Educational Pathways and Options
As nursing education programs adapt their curricula and other learning experiences to better address SDOH and health equity, it will be important to consider the educational pathways students may follow, both in their initial preparation and as they progress in their careers. A key way of strengthening the nursing workforce will be to encourage nurses to pursue the next level of education and certification available to them and to improve access to these educational opportunities, especially for those from underrepresented communities (Jones et al., 2018; Phillips and Malone, 2014).

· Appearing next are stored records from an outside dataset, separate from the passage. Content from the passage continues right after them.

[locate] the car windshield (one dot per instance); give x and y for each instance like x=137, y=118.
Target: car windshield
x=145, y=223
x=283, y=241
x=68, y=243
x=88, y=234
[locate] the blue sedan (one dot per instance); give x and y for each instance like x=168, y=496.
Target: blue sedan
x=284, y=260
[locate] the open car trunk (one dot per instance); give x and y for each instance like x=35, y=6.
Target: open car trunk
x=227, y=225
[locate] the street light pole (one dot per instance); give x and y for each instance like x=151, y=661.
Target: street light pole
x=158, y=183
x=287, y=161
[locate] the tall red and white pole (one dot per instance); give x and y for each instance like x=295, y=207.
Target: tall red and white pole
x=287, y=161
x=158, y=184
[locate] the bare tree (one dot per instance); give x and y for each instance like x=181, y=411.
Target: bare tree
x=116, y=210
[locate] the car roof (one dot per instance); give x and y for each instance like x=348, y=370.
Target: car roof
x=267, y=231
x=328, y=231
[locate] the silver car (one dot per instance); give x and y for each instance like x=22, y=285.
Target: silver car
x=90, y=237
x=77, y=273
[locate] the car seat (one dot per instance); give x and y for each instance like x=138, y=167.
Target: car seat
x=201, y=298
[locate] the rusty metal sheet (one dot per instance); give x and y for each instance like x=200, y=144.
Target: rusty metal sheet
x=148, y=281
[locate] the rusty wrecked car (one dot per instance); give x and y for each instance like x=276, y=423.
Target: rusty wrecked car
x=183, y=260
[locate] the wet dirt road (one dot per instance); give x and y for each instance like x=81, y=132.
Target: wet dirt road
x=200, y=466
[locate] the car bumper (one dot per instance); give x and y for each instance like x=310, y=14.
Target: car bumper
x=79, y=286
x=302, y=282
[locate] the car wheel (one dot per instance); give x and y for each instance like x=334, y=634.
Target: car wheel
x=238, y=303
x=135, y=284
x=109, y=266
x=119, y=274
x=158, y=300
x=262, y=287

One way to improve access and encourage nurses to take the next step in their education is by offering expedited programs that allow them to complete their degree in less time. For example, there are articulation agreements, either among educational institutions or at the state or regional level, that align the content and requirements of programs. These types of agreements accelerate the RN-to-BSN and RN-to-MSN pathways and allow students to easily transfer credits between community colleges and universities (AACN, 2019b). There are also bridge programs available for LPNs who wish to pursue the ADN or BSN degree. Investments in articulation programs have been responsible in part for an increase in the number of employed nurses with a baccalaureate degree, from 49 percent in 2010 to 59 percent in 2019 (Campaign for Action, n.d.). Further progress in this area is needed, however, particularly for partnerships between baccalaureate nursing programs and academic institutions that serve underrepresented populations (e.g., tribal colleges, historically Black colleges and universities). A model of this type of partnership can be found in the New Mexico Nursing Education Consortium,7 which coordinates prelicensure nursing curricula in 16 locations at state, tribal, and community colleges.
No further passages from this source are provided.